On s’achète un petit truc à manger en patientant, puis le premier groupe arrive. C’est assez long à démarrer, mais finalement on voit des chars bien sympas, avec des jeunes qui dansent derrière. Le carnaval dure un bon moment, mais on ne reste pas tout à fait jusqu’au bout. Ce soir, il y a une fête d’organisée sur l’île aux canards, mais c’est 30€ l’entrée. Eric s’occupe de la sécurité là-bas, donc Jennifer ira aussi. On hésite à y aller, car ce n’est pas donné, et Marine aimerait repasser sur le bateau. L’organisation ce soir là dérape un peu. Clovis doit retrouver des amis, puis après n’est plus motivé pour aller à la soirée. Nous on repasse sur la bateau, il se met à pleuvoir… Difficile de se motiver dans ces conditions ! On peut quand même assister au feu d’artifice depuis le bateau, et ça c’est  plutôt pas mal ! Jennifer nous tient au courant par téléphone et nous dit que le dernier bateau pour l’île est à 21h30, alors qu’il est déjà 21h.
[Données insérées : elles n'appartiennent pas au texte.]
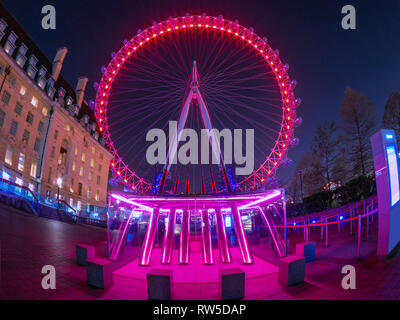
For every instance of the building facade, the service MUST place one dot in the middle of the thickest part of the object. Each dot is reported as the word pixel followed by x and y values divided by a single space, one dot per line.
pixel 49 138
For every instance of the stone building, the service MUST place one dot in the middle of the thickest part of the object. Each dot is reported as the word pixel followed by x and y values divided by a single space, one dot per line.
pixel 49 138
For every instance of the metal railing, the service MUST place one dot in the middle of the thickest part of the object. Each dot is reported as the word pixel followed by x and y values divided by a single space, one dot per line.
pixel 356 211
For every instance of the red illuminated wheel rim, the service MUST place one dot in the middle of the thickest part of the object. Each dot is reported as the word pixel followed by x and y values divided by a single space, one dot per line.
pixel 133 47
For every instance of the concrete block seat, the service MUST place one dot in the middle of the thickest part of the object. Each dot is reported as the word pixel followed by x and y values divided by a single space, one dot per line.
pixel 159 284
pixel 292 270
pixel 84 253
pixel 98 273
pixel 306 250
pixel 232 283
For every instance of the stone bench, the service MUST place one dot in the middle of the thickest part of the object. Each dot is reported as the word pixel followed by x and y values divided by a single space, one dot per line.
pixel 84 253
pixel 292 270
pixel 232 283
pixel 98 273
pixel 306 250
pixel 159 284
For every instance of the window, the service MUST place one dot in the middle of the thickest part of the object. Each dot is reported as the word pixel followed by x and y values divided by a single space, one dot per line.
pixel 34 101
pixel 25 137
pixel 33 169
pixel 19 181
pixel 2 116
pixel 9 152
pixel 29 118
pixel 14 128
pixel 21 58
pixel 31 69
pixel 6 98
pixel 37 144
pixel 3 26
pixel 49 177
pixel 21 161
pixel 89 192
pixel 18 108
pixel 22 91
pixel 6 176
pixel 45 111
pixel 41 126
pixel 9 46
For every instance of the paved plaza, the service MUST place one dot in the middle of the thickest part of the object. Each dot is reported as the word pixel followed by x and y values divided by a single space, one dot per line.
pixel 28 243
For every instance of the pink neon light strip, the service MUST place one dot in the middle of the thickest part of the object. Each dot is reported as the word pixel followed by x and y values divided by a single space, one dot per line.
pixel 270 230
pixel 116 252
pixel 241 236
pixel 149 239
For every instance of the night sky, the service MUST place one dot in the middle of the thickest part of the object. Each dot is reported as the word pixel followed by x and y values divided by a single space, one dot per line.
pixel 323 57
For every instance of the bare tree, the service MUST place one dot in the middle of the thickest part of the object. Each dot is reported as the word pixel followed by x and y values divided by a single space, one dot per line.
pixel 325 151
pixel 358 119
pixel 391 117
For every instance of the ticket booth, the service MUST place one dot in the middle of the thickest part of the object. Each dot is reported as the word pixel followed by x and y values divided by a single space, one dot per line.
pixel 386 164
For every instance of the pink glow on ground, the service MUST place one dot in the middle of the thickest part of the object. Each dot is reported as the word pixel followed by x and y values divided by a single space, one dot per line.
pixel 196 271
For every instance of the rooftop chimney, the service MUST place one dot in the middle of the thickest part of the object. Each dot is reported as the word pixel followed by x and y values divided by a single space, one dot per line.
pixel 58 61
pixel 80 90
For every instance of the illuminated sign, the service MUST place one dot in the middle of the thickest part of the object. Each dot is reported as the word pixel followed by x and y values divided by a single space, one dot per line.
pixel 393 174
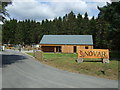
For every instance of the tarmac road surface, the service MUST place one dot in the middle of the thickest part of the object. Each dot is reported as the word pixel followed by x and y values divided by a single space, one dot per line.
pixel 22 71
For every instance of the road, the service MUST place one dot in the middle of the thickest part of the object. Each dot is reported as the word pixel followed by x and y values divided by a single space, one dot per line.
pixel 22 71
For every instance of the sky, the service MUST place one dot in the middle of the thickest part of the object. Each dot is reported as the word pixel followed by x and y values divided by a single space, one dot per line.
pixel 49 9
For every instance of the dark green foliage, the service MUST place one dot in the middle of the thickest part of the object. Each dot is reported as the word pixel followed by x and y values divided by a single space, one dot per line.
pixel 105 29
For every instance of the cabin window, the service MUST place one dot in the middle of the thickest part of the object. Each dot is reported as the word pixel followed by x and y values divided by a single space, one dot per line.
pixel 58 48
pixel 86 47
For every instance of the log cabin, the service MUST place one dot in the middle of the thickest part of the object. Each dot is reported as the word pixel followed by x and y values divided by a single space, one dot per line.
pixel 66 43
C’est trop tard pour nous, le temps de se rendre au port de l’embarcation… Finalement, on est un peu dégoutées, on ne pensait pas que les bateaux s’arrêteraient si vite. La pluie s’arrête, on décide quand même de ressortir pour au moins manger un peu. Comme on est un peu blasées, on a un peu la flemme de marcher et du coup on ne va pas plus loin qu’au « bout du monde », le bar du port. Les repas sont un peu plus chers qu’ailleurs… Bref, on mange bien quand même. Après le repas, comme on doit attendre Paul qui mange avec un ami sur le bateau, on en profite pour appeler à la maison. Comme on est en France, c’est gratuit pour nos parents quand ils nous appellent, alors autant en profiter ! Du coup, on appelle un bon moment, pendant que Marine nous attend, puis Paul revient et on retourne tous ensemble sur le bateau. Entre temps, Jennifer nous a écrit qu’il y avait des bateaux pour la soirée jusqu’à 23h30… Soirée de la loose quand même^^ Bref, Paul dort déjà, alors Marine nous emmène sur Vellella.